Why the contract hasn’t been finalised isn’t known.
One previous sticking point, the fact that the original proposed track layout ran through an area of scrub land earmarked for development as a public park, was circumvented by re-routing the course.
However, as previously reported, a group of residents from the area known as Bayfront Park, through which the proposed track would pass, sent a cease and desist order to Miami’s City Hall demanding that it stop the negotiations over the race while also dropping the Ultra Music Festival which is held in the park.
“F1 not only affects traffic much longer than Ultra; it is even louder. Ultra closes the park for three months and F1 would close it for another almost four months,” says Andres Althabe, president of the Biscayne Neighborhoods Association (BNA). “The threat of a lawsuit is clear and this new layout of the race circuit only makes the situation worse.”
Since buying the sport, Liberty Media has made no secret of its desire to expand Formula One in its own backyard, and while hopes for races in Los Angeles and New York appear to be no closer to reality than they were under the previous management, the speed with which the Miami event has progressed up until now has been astounding.
With the race scheduled for October 2019, this marks 15 months 30 days since the contract was due to be finalised on July 1.
The speed with which this was due to happen indicates just how desperate Liberty is to secure the Miami event, which would be the first new race added to the calendar since it took control.
By comparison, from the contract being signed to the first race taking place took the Circuit of the Americas 29 months 24 days, while Azerbaijan took 25 months 12 days and China 23 months 5 days. Indeed, only Austria (10 months 30 days), Valencia (14 months 23 days) and Mexico (5 months 9 days), will have got off the grid quicker than the proposed Miami event.
So determined is Liberty to take F1 to the streets of Miami it will waive the usual hosting fee, which averages $34m annually, and co-promote the event with Stephen Ross, owner the Miami Dolphins NFL team.
The failure to meet the contract deadline doesn’t necessarily end all hopes of a Miami Grand Prix, but nonetheless the event still faces many obstacles before it gets the green light.
“The representative of the promoter said to us in reference to residents involvement in the negotiations: ‘it’s not your park, it’s everybody’s park’,” Althabe told Forbes. “Well, it happens that we think exactly that but we end on a different conclusion: it is everybody’s park, so companies cannot close it for their for profit events unless the residents see the closure as a positive use of ‘everyone’s space’.”

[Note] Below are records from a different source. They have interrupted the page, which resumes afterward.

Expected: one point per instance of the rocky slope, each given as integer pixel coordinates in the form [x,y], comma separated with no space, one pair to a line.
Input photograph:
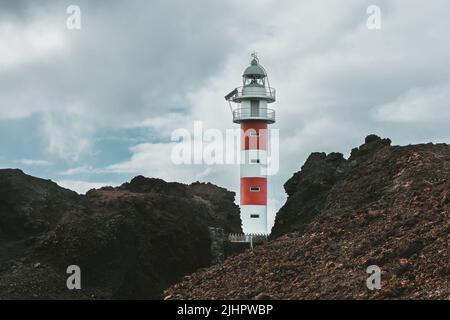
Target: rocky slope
[386,205]
[130,242]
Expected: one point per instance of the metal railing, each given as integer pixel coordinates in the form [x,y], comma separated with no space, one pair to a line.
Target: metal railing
[267,92]
[252,114]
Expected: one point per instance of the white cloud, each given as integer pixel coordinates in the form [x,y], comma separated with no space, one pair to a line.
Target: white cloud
[33,162]
[21,44]
[418,105]
[67,135]
[78,170]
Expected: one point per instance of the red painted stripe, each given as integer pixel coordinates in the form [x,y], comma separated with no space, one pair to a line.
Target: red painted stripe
[250,197]
[249,141]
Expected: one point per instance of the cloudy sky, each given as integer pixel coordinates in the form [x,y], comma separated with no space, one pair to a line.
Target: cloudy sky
[98,105]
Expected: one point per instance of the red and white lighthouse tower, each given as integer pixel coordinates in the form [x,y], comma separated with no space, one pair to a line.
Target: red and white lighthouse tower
[251,112]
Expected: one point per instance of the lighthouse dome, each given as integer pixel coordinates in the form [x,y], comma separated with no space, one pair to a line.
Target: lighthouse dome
[254,71]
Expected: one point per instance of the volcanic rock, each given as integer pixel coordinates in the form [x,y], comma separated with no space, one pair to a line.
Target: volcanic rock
[385,206]
[130,242]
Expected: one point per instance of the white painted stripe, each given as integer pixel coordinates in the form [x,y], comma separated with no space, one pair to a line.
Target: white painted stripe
[257,223]
[249,165]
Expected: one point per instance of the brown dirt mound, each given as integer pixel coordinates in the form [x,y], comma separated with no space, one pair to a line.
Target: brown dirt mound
[130,242]
[386,205]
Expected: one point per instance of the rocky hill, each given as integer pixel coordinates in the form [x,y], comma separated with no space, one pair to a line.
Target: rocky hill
[130,242]
[386,205]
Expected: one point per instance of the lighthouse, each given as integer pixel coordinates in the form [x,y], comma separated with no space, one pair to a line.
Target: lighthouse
[249,107]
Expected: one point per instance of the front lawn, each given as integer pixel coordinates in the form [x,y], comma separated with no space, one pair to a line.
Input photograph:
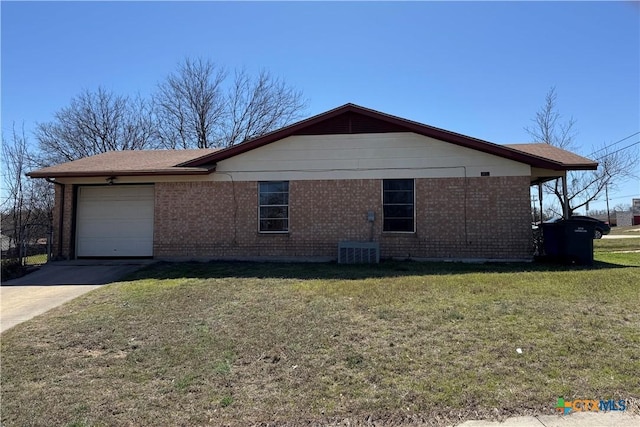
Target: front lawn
[297,344]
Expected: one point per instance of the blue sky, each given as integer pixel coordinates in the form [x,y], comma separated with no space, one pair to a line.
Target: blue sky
[477,68]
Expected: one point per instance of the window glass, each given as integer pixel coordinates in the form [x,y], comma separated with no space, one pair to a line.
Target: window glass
[274,206]
[398,205]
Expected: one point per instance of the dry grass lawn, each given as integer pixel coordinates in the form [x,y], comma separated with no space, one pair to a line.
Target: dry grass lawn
[300,344]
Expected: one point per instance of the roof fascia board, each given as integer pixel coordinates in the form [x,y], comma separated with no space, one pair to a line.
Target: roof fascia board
[193,171]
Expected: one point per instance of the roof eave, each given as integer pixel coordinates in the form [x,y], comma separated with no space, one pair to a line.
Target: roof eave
[94,174]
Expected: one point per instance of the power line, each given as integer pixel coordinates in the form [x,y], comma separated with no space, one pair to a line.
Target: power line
[613,143]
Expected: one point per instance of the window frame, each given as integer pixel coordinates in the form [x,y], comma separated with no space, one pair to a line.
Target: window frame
[260,206]
[413,205]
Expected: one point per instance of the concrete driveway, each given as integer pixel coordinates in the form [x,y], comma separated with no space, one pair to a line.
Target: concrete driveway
[56,283]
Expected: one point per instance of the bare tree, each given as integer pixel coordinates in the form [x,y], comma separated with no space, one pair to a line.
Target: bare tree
[583,187]
[96,122]
[25,202]
[190,106]
[195,107]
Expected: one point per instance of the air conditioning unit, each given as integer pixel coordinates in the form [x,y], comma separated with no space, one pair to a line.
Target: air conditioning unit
[358,252]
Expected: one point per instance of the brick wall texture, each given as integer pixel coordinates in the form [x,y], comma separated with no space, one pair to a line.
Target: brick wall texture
[63,207]
[484,217]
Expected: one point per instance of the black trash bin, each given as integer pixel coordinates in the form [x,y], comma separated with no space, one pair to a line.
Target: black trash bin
[569,241]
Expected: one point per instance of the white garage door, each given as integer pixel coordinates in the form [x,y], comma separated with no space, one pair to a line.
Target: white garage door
[115,221]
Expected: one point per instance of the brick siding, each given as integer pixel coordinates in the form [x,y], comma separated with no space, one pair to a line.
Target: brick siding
[487,217]
[64,252]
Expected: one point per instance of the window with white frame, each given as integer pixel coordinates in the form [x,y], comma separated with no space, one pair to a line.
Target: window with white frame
[274,206]
[398,204]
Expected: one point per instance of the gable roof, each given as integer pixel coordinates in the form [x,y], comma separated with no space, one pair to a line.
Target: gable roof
[353,119]
[347,119]
[130,163]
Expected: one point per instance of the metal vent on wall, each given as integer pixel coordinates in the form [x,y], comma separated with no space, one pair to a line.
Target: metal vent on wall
[358,252]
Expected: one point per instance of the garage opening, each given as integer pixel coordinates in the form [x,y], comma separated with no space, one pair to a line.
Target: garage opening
[115,221]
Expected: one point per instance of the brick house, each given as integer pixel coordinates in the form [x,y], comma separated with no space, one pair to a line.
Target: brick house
[349,174]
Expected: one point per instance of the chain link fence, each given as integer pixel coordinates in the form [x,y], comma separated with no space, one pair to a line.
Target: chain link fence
[30,246]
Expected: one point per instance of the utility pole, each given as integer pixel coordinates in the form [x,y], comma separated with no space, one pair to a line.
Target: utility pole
[606,192]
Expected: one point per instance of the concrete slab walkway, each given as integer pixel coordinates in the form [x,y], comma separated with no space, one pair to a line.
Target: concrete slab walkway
[56,283]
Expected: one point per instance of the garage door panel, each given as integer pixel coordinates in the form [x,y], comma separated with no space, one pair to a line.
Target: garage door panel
[107,228]
[115,221]
[97,211]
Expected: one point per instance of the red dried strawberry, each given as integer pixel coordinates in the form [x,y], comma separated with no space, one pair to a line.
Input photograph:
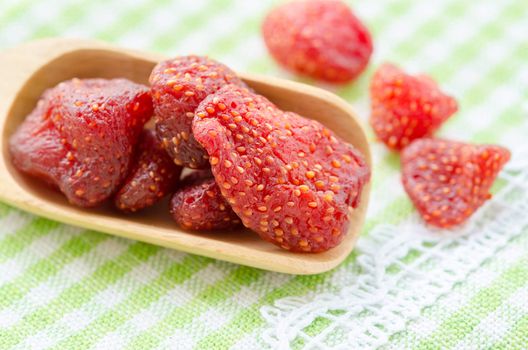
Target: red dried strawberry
[288,178]
[178,86]
[81,137]
[448,181]
[318,38]
[199,205]
[153,176]
[405,107]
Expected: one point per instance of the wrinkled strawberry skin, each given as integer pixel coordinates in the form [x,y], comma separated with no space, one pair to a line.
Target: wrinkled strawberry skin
[178,86]
[322,39]
[199,205]
[81,137]
[448,181]
[152,177]
[405,107]
[288,178]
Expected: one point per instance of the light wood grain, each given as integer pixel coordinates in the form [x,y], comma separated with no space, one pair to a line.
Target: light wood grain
[26,71]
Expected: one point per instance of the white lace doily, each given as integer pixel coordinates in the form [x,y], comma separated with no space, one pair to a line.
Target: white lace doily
[404,268]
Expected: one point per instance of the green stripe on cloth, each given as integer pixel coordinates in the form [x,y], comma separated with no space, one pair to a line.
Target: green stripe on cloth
[402,33]
[179,317]
[45,268]
[78,294]
[140,299]
[135,15]
[170,38]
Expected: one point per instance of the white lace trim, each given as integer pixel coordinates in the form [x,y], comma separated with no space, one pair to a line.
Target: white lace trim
[392,289]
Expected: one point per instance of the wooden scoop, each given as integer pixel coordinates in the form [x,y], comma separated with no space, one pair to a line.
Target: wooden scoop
[26,71]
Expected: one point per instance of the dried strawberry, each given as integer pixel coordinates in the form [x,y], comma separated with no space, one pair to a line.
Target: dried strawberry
[405,107]
[447,180]
[199,205]
[81,136]
[288,178]
[178,86]
[153,176]
[322,39]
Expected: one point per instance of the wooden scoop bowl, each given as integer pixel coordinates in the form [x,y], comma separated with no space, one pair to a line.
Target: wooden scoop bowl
[27,70]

“We are now waiting for the contract that the City Manager will present to the City Commission, but if we don’t have a clear understanding of the benefits that the race will bring to the City of Miami, we will consider opposing the City Commission approving the contract,” added Althabe.
With the contract deadline past, we await the next development.
Meanwhile, if Liberty is as anxious to keep Silverstone on the calendar as Ross Brawn insists, perhaps it might look into a similar co-hosting deal with the BRDC… all negotiations to be kept private of course.